With the advent of the connected factory, in the Industry 4.0 paradigm, the effective management and knowledge extraction from field-level data is becoming a critical challenge. The course focuses on a systematic approach and techniques for managing large data sets, building and improving predictive models for solving practical issues. This leads to defining and answering key engineering and management questions by having control over the tuning aspects and design decisions behind high level machine learning tools and frameworks. Core topics include: data mining methodology, data handling and structuring, modelling techniques for regression and classification, model selection, validation and operationalization. Hands-on sessions and implementation of data mining pipelines, using specific tools e.g. RapidMiner, bring considerable productivity enhancements. These include relevant practical examples for predictive maintenance of equipment and enhancement of production line performance in industrial manufacturing environments.
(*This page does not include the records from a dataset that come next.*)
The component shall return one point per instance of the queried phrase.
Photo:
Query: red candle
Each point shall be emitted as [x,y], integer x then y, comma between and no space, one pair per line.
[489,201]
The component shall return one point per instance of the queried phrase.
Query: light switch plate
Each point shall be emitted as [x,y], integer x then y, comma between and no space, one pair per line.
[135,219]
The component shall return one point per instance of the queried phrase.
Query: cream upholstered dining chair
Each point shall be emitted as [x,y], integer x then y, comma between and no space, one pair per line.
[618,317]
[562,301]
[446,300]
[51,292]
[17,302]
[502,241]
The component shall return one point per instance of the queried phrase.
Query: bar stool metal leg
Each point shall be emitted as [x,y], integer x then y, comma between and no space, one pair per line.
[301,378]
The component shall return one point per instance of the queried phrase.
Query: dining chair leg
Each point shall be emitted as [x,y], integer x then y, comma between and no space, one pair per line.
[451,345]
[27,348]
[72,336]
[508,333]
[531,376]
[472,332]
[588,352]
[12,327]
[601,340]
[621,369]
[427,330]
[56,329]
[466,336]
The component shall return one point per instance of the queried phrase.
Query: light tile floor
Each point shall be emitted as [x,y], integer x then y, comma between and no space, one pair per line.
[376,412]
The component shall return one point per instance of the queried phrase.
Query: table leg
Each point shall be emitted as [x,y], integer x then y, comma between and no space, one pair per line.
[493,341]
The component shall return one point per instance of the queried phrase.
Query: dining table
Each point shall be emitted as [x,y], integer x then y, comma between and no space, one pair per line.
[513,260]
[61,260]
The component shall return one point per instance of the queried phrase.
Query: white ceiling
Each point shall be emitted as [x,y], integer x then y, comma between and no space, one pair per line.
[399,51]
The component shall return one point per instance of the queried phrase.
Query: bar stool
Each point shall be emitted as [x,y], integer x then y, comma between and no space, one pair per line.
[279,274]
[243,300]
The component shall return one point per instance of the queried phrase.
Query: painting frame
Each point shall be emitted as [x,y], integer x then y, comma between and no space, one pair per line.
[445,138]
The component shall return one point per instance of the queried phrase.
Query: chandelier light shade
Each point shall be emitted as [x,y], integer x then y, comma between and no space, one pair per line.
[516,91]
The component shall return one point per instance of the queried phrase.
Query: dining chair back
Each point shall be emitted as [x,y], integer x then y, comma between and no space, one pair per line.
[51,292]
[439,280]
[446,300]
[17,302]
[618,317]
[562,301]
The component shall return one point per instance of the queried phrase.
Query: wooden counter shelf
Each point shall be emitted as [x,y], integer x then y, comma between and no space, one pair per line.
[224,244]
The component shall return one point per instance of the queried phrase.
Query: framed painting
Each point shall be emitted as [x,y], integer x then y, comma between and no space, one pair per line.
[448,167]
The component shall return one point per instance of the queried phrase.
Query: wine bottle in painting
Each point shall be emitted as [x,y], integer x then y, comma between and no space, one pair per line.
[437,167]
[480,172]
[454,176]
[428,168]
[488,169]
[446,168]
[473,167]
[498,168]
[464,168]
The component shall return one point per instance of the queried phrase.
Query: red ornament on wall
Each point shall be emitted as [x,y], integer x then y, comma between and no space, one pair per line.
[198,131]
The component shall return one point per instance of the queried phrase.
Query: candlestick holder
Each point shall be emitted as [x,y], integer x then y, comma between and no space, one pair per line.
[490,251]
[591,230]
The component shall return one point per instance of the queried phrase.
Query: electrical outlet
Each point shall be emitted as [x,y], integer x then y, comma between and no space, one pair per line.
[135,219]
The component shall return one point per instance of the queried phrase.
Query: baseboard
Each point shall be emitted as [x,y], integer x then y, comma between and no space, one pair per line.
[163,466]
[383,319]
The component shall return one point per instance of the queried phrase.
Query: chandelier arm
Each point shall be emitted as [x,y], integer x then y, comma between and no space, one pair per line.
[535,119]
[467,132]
Target audience: Data scientists, Maintenance and Quality Engineers, IT Staff
Content:
• CRISP-DM data mining methodology
• Preparation of heterogenous data sets for data mining algorithms
• Classification of data mining tasks: supervised and unsupervised learning, regression and classification methods
• Evaluation of model accuracy, the bias-variance trade-off
• Hands-on sessions - Introduction to RapidMiner
- Data ETL
- Linear regression techniques
- Classification by means of k-NN algorithm
- Decision trees
• Practical example: predictive maintenance based on equipment failure models
• Practical example: production line performance improvement
Objectives:
During this course the atendees will acquire knowledge and practical abilities related to:
• Structured approach to handling large data sets from various sources (raw data, machine logs, aggregated reports etc.)
• Solve specific maintenance and production problems and improve performance by applying data science processes
• Correctly select the apropriate modeling technique based on available data and domain knowledge
• Evaluation and implementation of the developed models in the daily workflow
• Essential visualization, reporting and presentation skills of the results of the data analysis
• Basic introduction to RapidMiner Studio for advanced analytics and data science workflows
Duration: 3 days
Course breakdown:
Day 1:
• Module 1: Introduction; Data mining methodology; Application and relevance in the current
industrial context; Types of problems that can be solved using DM.
• Coffee break
• Module 2: Aproaching large heterogenous data sets; data types and preparation for mining tasks.
• Lunch
• Hands-on session 1: RapidMiner Studio environment, main components and process structure.
• Coffee break
• Hands-on session 2: Data ETL using RapidMiner Studio; Basic statistical analysis of input data.
Day 2:
• Module 3: Classification of data mining tasks: supervised and unsupervised learning, regression
and classification methods.
• Coffee break
• Module 4: Evaluation of model accuracy, the bias-variance trade-off.
• Lunch
• Hands-on session 3: Supervised learning; Linear regression techniques for prediction of
continuous outputs; Classification using k-NN.
• Coffee break
• Hands-on session 4: Decision trees
Day 3:
• Hands-on session 5: Predictive maintenance for averting machine failures*
• Coffee break
• Hands-on session 6: Production line performance improvement; Case study – mechanical parts*
• Lunch
• Hands-on session 7: Production line performance improvement; Case study – electronic modules*
• Coffee break
• Interactive session: Structure and scope of popular data science platforms and open-source
projects; Best practices for interdisciplinary data science teams; QA; Next steps.
The course takes place in the Asti Automation Training Center in Bucharest. All required materials are
provided: laptop with pre-installed software and data sets, printed hand-outs, slides, etc. Coffee breaks and
lunches are included. On-premise sessions can be arranged for minimum groups of 6 participants.